Coin Bag Probability Challenge

Solution & Explanation

To solve this problem, we need to determine the expected number of heads observed when flipping 100 coins, selected randomly and with replacement, from a bag containing three types of coins:

• Unbiased coins: Show heads and tails equally.
• Coins with heads on both sides: Always show heads.
• Coins with tails on both sides: Never show heads.

Step-by-Step Solution:

1. Define Variables:

   • Let $x$ be the number of unbiased coins.
   • Let $y$ be the number of coins with heads on both sides.
   • Let $z$ be the number of coins with tails on both sides.
   • Let $N = x + y + z$ be the total number of coins in the bag.

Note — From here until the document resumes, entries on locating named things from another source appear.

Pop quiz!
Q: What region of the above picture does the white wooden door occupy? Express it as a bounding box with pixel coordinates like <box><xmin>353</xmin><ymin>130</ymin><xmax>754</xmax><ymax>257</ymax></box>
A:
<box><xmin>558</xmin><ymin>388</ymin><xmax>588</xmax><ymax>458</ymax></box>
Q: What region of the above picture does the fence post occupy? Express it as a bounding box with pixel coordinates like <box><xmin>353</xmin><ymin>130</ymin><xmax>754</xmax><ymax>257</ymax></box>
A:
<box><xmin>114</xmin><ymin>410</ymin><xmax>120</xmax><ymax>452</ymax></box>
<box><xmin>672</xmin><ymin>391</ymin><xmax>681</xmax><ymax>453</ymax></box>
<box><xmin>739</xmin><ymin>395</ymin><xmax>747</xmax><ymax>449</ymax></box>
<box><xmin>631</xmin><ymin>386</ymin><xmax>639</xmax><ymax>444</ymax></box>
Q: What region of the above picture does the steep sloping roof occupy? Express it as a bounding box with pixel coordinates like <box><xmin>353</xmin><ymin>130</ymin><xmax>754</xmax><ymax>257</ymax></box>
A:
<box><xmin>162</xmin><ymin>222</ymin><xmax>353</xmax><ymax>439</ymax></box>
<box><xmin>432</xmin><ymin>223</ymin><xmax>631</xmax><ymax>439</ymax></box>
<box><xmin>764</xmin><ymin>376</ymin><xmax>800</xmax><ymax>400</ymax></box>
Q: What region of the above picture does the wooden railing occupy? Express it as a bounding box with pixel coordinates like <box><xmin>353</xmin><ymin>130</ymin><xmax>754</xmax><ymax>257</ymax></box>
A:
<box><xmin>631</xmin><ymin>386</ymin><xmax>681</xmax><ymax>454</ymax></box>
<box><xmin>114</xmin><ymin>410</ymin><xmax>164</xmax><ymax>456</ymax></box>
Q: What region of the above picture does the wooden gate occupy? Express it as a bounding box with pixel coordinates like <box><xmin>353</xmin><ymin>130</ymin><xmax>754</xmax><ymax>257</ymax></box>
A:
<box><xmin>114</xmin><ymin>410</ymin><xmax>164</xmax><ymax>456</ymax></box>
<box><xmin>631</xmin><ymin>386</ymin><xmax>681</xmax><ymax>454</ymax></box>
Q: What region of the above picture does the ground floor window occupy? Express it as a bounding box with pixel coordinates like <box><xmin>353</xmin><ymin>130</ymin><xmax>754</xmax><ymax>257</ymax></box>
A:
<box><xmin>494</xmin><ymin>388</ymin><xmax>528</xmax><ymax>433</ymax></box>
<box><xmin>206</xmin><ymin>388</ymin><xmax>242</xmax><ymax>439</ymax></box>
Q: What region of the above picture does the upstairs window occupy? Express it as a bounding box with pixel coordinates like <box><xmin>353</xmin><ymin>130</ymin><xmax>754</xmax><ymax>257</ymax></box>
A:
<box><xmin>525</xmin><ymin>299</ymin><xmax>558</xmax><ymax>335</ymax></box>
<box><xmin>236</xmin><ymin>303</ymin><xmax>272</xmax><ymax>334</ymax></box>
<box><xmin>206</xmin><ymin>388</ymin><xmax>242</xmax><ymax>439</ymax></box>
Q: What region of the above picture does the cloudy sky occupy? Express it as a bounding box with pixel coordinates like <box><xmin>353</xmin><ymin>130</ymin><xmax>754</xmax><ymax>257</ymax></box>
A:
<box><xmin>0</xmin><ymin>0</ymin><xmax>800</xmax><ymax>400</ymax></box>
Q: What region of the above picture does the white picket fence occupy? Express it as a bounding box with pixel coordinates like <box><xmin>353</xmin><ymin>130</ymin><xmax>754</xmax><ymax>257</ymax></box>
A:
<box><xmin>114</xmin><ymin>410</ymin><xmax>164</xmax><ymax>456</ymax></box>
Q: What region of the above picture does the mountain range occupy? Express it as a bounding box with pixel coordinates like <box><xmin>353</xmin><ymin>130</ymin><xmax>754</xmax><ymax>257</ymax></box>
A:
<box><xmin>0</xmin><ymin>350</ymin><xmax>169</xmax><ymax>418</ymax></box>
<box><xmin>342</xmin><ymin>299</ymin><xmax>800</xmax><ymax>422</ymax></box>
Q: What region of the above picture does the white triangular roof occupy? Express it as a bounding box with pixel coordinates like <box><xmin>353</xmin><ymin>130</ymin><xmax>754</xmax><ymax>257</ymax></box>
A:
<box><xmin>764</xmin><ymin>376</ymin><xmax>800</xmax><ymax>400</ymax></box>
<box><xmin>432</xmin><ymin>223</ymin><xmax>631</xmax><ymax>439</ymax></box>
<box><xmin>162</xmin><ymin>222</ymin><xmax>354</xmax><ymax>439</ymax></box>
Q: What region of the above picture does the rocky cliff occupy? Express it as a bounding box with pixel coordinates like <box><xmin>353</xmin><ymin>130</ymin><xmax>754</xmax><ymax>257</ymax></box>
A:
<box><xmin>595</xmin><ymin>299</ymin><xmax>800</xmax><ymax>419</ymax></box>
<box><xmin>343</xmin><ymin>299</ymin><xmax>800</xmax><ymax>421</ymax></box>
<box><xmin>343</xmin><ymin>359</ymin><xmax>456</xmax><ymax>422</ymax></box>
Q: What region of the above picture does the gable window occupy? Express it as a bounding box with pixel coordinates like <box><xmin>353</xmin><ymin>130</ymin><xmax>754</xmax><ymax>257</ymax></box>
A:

2. Probability of Drawing Each Type of Coin:

   • Probability of drawing an unbiased coin ($F$): $\frac{x}{N}$
   • Probability of drawing a coin with heads on both sides ($H$): $\frac{y}{N}$
   • Probability of drawing a coin with tails on both sides ($T$): $\frac{z}{N}$

3. Expected Number of Heads from Each Coin Type:

   • Unbiased Coin: Each flip has a 50% chance of being heads, so expected heads per flip is $0.5$.
   • Coin with Heads on Both Sides: Always shows heads, so expected heads per flip is $1$.
   • Coin with Tails on Both Sides: Never shows heads, so expected heads per flip is $0$.

4. Calculate the Overall Expected Number of Heads:

   • The expected number of heads from a single flip can be calculated by summing up the expected heads from each type of coin:

     $E(H) = \left( \frac{x}{N} \times 0.5 \right) + \left( \frac{y}{N} \times 1 \right) + \left( \frac{z}{N} \times 0 \right)$

     Simplifying this, we get:

     $E(H) = \frac{0.5x + y}{N}$

5. Expected Number of Heads in 100 Flips:

   • Since each coin flip is an independent event, the expected number of heads in 100 flips is:

     $E(100H) = 100 \times \left( \frac{0.5x + y}{N} \right)$

6. Conclusion:

   • The expected number of heads observed when flipping 100 coins randomly with replacement is given by:

     $\frac{100(0.5x + y)}{x + y + z}$

This formula accounts for the probabilities of drawing each type of coin and their respective contributions to the expected number of heads in 100 flips.